Moby-Dick by Herman Melville (1851): Gloriously mad

The language is all-American apocalyptic high-style and it’s surprisingly funny, too


Borges suggested somewhere that all great literature eventually becomes children’s literature: in time, even sprawling narratives assume the compact shape of bedtime stories. Moby-Dick, a novel as hefty as its titular whale and roomy as the sea he swims in, could, with severe Gordon Lish-style editing, be pared down to novella or even – since we’re being sacrilegious – short-story length, if narrative were the true quarry. Some 500 pages in, its author-narrator, Ishmael, undergoes an attack of vertigo on realising that the tale of obsession he is telling – that of Captain Ahab’s hellbent quest for vengeance on the whale who tore off his leg – has itself become a pullulating, all-devouring monstrosity of obsession, with its “outreaching comprehensiveness of sweep, as if to include the whole circle of the sciences, and all the generations of whales, and men, and mastodons, past, present, and to come, with all the revolving panoramas of empire on earth and throughout the universe, not excluding its suburbs”.

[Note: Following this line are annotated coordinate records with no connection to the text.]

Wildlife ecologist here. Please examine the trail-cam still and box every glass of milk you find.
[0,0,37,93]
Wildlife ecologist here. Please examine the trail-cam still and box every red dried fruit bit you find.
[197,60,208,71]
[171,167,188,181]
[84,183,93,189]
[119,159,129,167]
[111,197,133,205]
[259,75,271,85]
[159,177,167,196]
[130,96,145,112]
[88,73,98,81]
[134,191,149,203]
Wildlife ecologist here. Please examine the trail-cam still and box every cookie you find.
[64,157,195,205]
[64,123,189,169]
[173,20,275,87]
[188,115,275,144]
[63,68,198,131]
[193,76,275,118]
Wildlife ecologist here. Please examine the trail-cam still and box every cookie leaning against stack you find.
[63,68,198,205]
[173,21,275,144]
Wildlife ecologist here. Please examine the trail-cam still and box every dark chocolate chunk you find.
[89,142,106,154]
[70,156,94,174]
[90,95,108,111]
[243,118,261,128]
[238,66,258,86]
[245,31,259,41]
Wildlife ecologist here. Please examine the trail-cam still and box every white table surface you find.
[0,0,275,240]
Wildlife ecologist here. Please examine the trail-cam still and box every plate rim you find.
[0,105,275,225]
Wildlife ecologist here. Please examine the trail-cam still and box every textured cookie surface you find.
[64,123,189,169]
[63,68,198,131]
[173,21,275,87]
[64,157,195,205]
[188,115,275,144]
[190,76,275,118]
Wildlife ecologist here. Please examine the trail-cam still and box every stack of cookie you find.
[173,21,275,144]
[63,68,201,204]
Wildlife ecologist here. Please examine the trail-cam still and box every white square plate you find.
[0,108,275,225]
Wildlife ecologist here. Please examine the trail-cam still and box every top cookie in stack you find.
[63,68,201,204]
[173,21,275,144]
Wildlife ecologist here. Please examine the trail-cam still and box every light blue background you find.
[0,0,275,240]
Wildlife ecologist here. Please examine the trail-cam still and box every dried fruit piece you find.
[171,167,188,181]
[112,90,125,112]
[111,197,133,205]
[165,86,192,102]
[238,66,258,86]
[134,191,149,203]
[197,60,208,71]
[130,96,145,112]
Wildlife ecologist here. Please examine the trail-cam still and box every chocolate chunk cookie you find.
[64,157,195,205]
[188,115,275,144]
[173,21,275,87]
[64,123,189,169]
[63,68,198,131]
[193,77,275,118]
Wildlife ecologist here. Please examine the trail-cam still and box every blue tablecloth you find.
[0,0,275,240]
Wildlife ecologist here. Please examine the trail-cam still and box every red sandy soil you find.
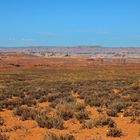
[0,56,140,140]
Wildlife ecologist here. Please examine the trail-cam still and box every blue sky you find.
[0,0,140,47]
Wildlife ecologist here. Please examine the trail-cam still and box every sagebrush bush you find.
[106,128,122,137]
[0,116,4,125]
[43,132,75,140]
[14,107,38,121]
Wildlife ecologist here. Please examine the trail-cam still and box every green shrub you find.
[0,116,4,125]
[106,128,122,137]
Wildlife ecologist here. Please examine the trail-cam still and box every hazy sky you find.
[0,0,140,47]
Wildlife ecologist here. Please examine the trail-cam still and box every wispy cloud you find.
[0,37,46,43]
[67,29,111,35]
[39,32,57,37]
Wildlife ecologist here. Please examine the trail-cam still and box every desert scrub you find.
[14,107,38,121]
[106,128,122,137]
[43,132,75,140]
[36,112,64,129]
[0,116,4,126]
[56,103,74,121]
[0,132,9,140]
[106,109,118,117]
[82,117,116,129]
[74,110,89,122]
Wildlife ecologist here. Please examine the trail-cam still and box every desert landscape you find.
[0,51,140,140]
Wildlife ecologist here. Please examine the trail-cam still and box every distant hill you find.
[0,46,140,58]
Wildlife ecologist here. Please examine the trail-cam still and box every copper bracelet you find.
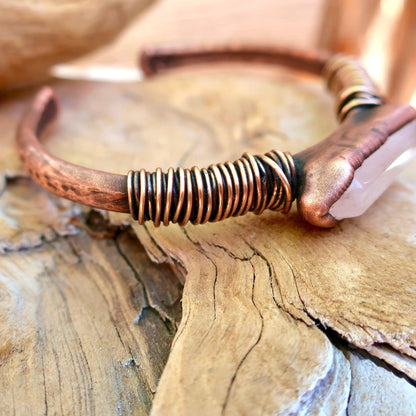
[17,46,416,227]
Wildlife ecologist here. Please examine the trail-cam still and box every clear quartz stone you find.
[329,120,416,220]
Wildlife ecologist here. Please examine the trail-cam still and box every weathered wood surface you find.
[0,0,153,90]
[0,63,416,415]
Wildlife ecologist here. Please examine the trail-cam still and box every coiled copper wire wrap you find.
[127,150,296,226]
[13,46,390,227]
[322,54,384,121]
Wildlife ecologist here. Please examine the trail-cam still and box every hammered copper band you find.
[17,47,382,226]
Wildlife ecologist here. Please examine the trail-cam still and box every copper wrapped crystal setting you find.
[17,47,416,227]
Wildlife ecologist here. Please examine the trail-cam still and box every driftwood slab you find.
[0,67,416,415]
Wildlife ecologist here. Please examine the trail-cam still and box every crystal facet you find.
[329,120,416,220]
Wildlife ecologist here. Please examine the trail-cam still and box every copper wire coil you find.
[127,150,296,226]
[323,55,384,121]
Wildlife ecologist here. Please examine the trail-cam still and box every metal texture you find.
[127,150,296,226]
[17,46,416,227]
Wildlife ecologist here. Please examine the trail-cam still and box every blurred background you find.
[66,0,416,105]
[0,0,416,104]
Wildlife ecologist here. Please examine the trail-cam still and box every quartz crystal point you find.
[329,120,416,220]
[294,104,416,227]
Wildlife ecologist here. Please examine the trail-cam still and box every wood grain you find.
[0,58,416,415]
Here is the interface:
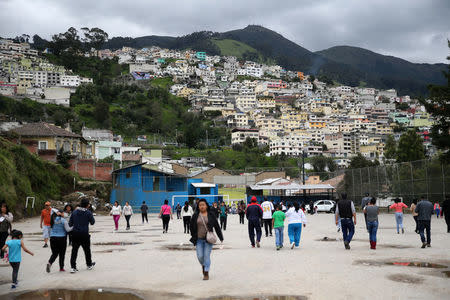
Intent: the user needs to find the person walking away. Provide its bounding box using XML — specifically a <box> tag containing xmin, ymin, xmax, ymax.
<box><xmin>141</xmin><ymin>201</ymin><xmax>148</xmax><ymax>224</ymax></box>
<box><xmin>245</xmin><ymin>196</ymin><xmax>263</xmax><ymax>248</ymax></box>
<box><xmin>0</xmin><ymin>202</ymin><xmax>14</xmax><ymax>259</ymax></box>
<box><xmin>176</xmin><ymin>203</ymin><xmax>181</xmax><ymax>220</ymax></box>
<box><xmin>2</xmin><ymin>230</ymin><xmax>34</xmax><ymax>289</ymax></box>
<box><xmin>272</xmin><ymin>205</ymin><xmax>286</xmax><ymax>250</ymax></box>
<box><xmin>361</xmin><ymin>193</ymin><xmax>371</xmax><ymax>230</ymax></box>
<box><xmin>159</xmin><ymin>199</ymin><xmax>173</xmax><ymax>233</ymax></box>
<box><xmin>415</xmin><ymin>196</ymin><xmax>434</xmax><ymax>248</ymax></box>
<box><xmin>69</xmin><ymin>198</ymin><xmax>95</xmax><ymax>273</ymax></box>
<box><xmin>261</xmin><ymin>197</ymin><xmax>274</xmax><ymax>237</ymax></box>
<box><xmin>442</xmin><ymin>197</ymin><xmax>450</xmax><ymax>233</ymax></box>
<box><xmin>122</xmin><ymin>201</ymin><xmax>133</xmax><ymax>230</ymax></box>
<box><xmin>181</xmin><ymin>201</ymin><xmax>194</xmax><ymax>234</ymax></box>
<box><xmin>434</xmin><ymin>201</ymin><xmax>441</xmax><ymax>219</ymax></box>
<box><xmin>364</xmin><ymin>197</ymin><xmax>379</xmax><ymax>250</ymax></box>
<box><xmin>46</xmin><ymin>211</ymin><xmax>72</xmax><ymax>273</ymax></box>
<box><xmin>286</xmin><ymin>202</ymin><xmax>306</xmax><ymax>249</ymax></box>
<box><xmin>40</xmin><ymin>201</ymin><xmax>52</xmax><ymax>248</ymax></box>
<box><xmin>220</xmin><ymin>202</ymin><xmax>228</xmax><ymax>231</ymax></box>
<box><xmin>62</xmin><ymin>204</ymin><xmax>73</xmax><ymax>246</ymax></box>
<box><xmin>389</xmin><ymin>198</ymin><xmax>408</xmax><ymax>234</ymax></box>
<box><xmin>109</xmin><ymin>201</ymin><xmax>122</xmax><ymax>231</ymax></box>
<box><xmin>238</xmin><ymin>201</ymin><xmax>246</xmax><ymax>224</ymax></box>
<box><xmin>190</xmin><ymin>199</ymin><xmax>223</xmax><ymax>280</ymax></box>
<box><xmin>410</xmin><ymin>199</ymin><xmax>419</xmax><ymax>234</ymax></box>
<box><xmin>336</xmin><ymin>193</ymin><xmax>356</xmax><ymax>250</ymax></box>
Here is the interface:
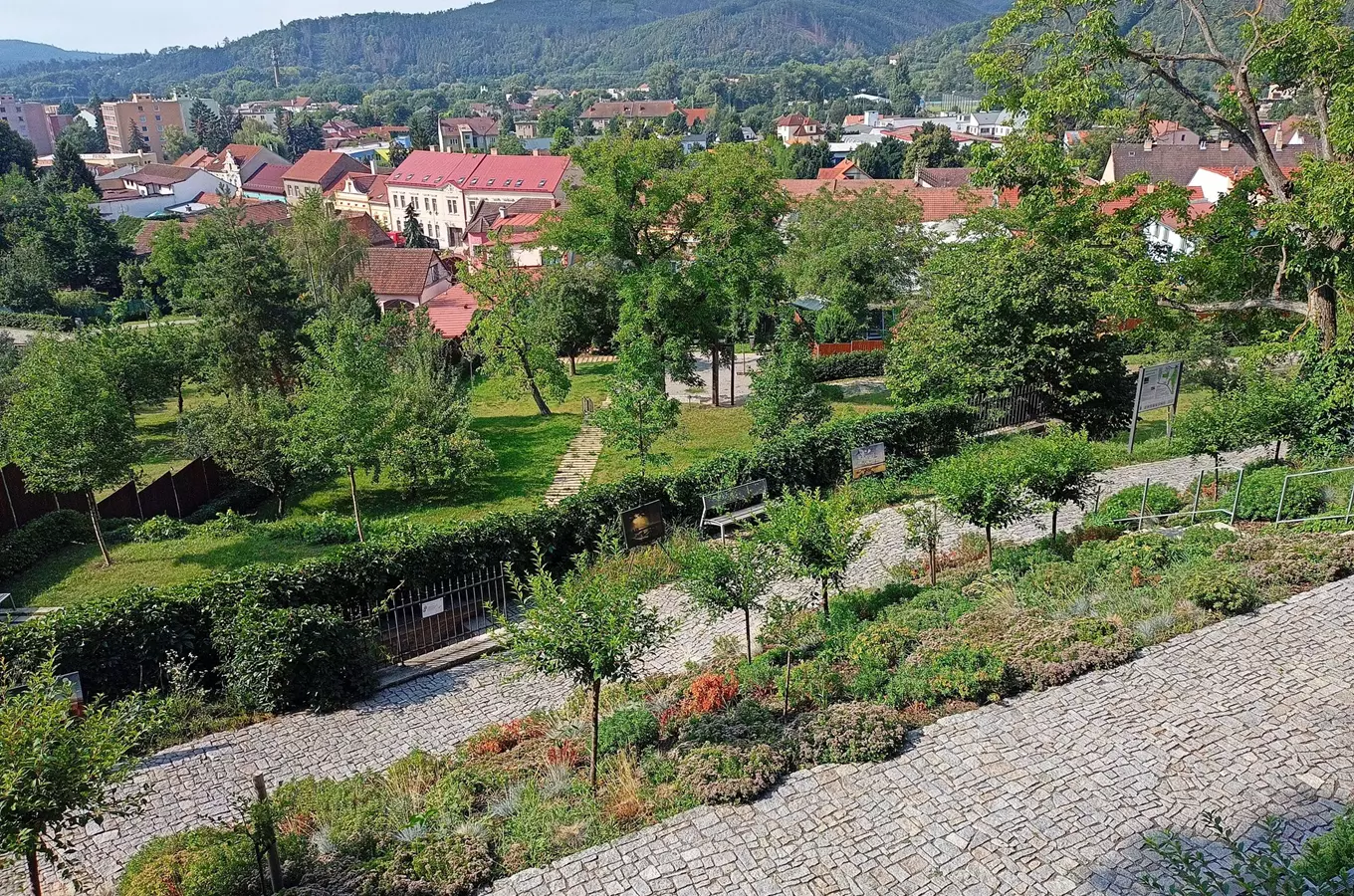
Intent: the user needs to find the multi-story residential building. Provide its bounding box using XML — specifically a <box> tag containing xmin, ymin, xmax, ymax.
<box><xmin>101</xmin><ymin>94</ymin><xmax>193</xmax><ymax>161</ymax></box>
<box><xmin>328</xmin><ymin>173</ymin><xmax>391</xmax><ymax>230</ymax></box>
<box><xmin>0</xmin><ymin>94</ymin><xmax>56</xmax><ymax>155</ymax></box>
<box><xmin>437</xmin><ymin>115</ymin><xmax>498</xmax><ymax>153</ymax></box>
<box><xmin>282</xmin><ymin>149</ymin><xmax>367</xmax><ymax>206</ymax></box>
<box><xmin>386</xmin><ymin>151</ymin><xmax>568</xmax><ymax>246</ymax></box>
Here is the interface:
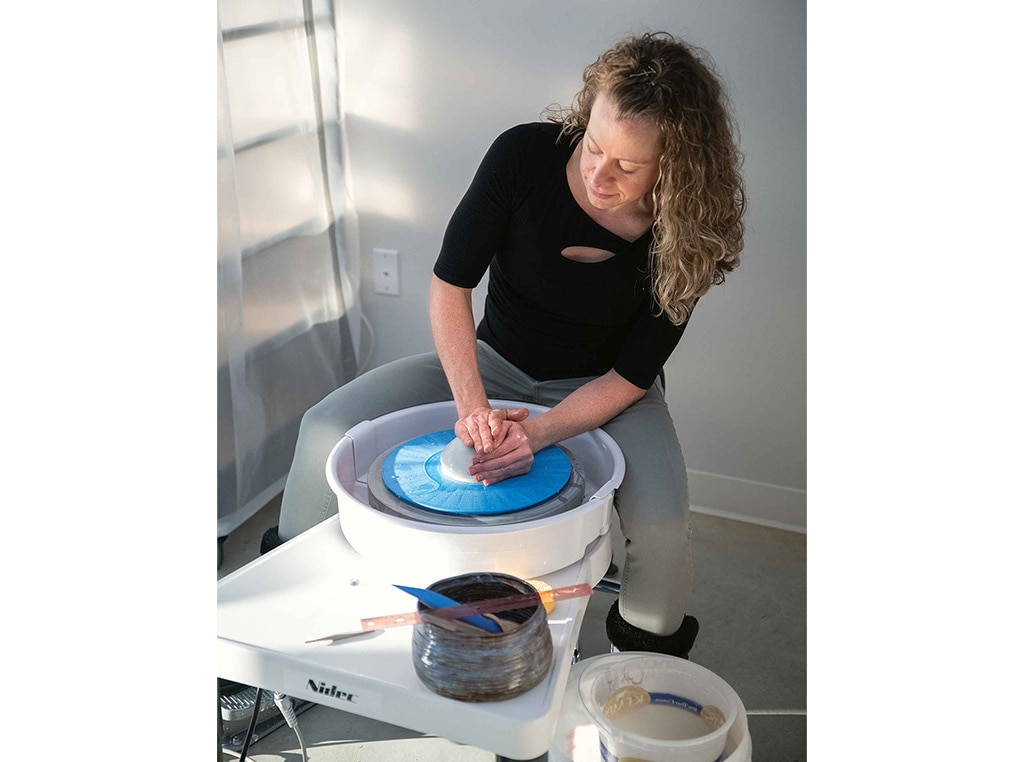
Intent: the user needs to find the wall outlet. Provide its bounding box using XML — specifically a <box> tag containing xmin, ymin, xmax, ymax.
<box><xmin>374</xmin><ymin>249</ymin><xmax>401</xmax><ymax>296</ymax></box>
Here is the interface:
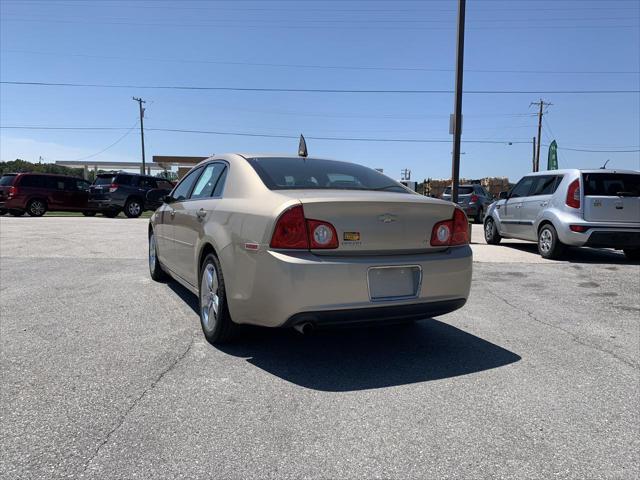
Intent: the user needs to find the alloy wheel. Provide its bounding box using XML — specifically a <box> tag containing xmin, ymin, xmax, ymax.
<box><xmin>540</xmin><ymin>228</ymin><xmax>553</xmax><ymax>253</ymax></box>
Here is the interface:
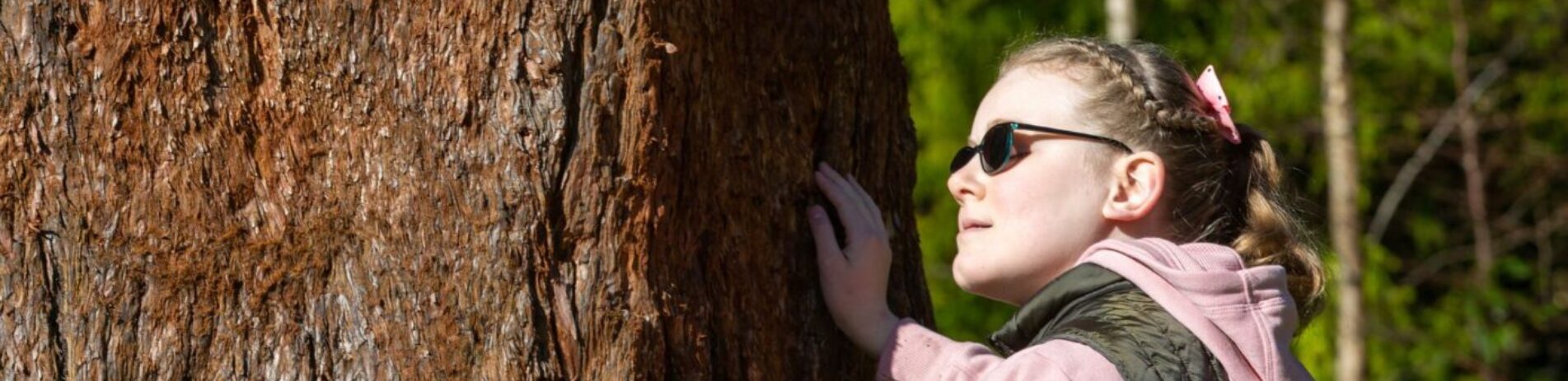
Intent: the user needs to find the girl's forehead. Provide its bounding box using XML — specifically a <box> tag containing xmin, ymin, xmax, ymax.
<box><xmin>969</xmin><ymin>69</ymin><xmax>1087</xmax><ymax>142</ymax></box>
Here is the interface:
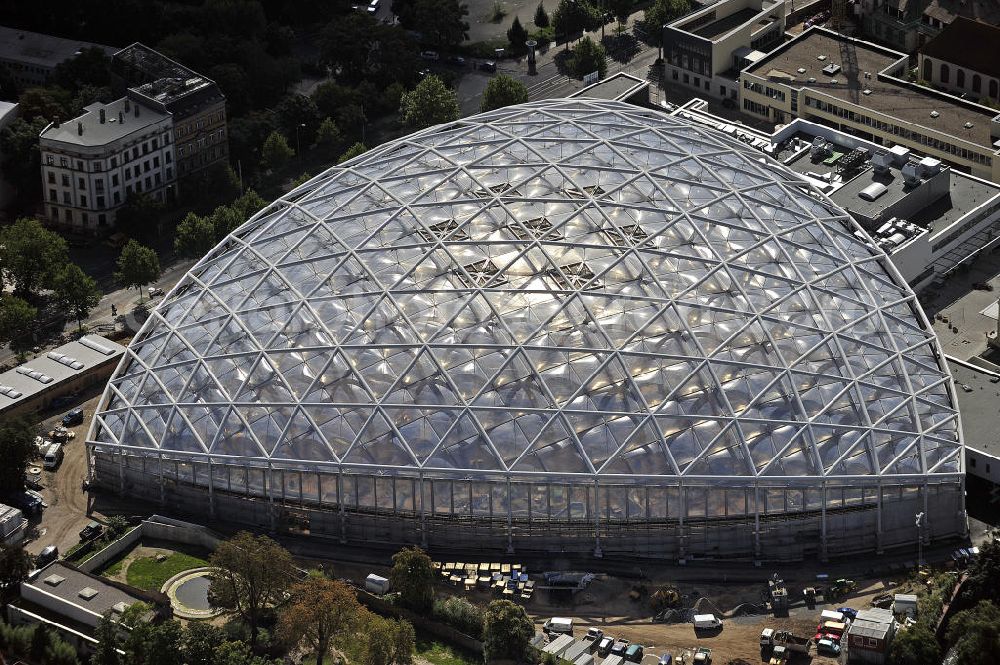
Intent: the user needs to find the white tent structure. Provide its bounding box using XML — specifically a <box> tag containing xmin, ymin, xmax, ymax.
<box><xmin>88</xmin><ymin>99</ymin><xmax>966</xmax><ymax>559</ymax></box>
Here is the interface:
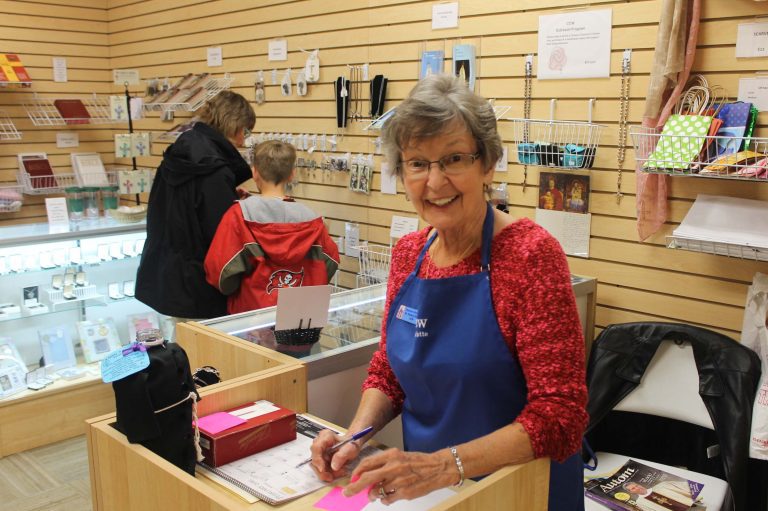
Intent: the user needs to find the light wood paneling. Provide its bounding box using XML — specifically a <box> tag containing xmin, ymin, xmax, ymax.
<box><xmin>0</xmin><ymin>0</ymin><xmax>768</xmax><ymax>337</ymax></box>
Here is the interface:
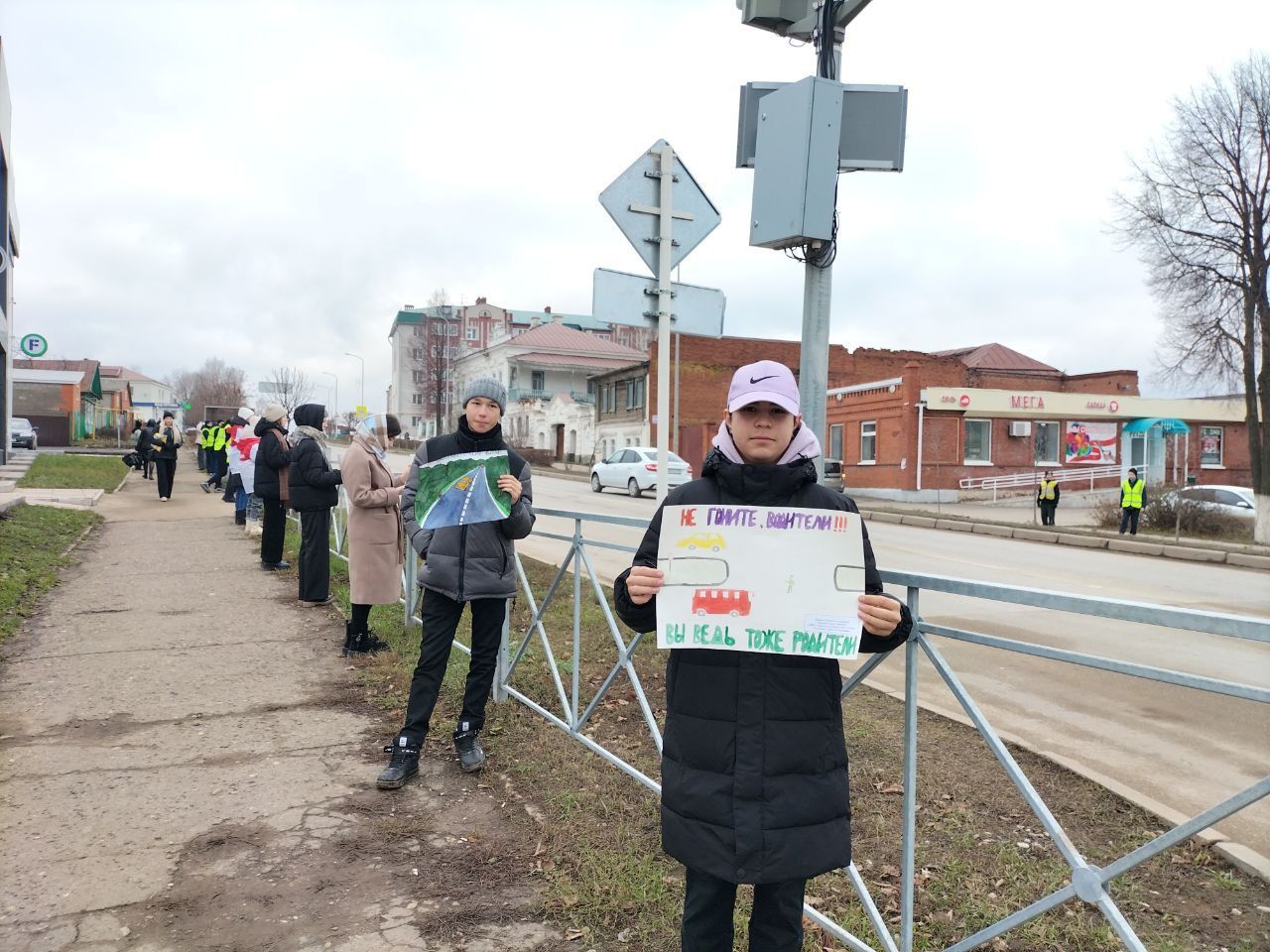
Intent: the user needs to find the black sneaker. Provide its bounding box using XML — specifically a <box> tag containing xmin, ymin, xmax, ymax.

In this mad moment of revelation (everything about the book is gloriously mad), form mirrors content as Moby-Dick becomes the insatiable Leviathan that will not cease until it has exhausted itself and its reader in a maniacal bid to categorise all things on heaven and earth; or, at least, all you might ever want to know, and much you would not, concerning cetology, whaling, seafaring and even – a nine-page chapter on this – the boundless metaphysical horror supposedly evoked by white, the colour of the dread whale.

The language is all-American apocalyptic high-style, like Cormac McCarthy channelling Shakespeare at his most hysterical (“I’m demoniac, I am madness maddened!”), and it’s surprisingly funny, too. Herman Melville probably ought to have stopped writing after this one, his work down here well done. Both in its epic story of monomaniacal pursuit, and the extravagant nature of its telling, Moby-Dick bears witness to mankind’s – and the most ambitious authors’ – propensity, if we can be Nietzschean about it, to wreck themselves against infinity.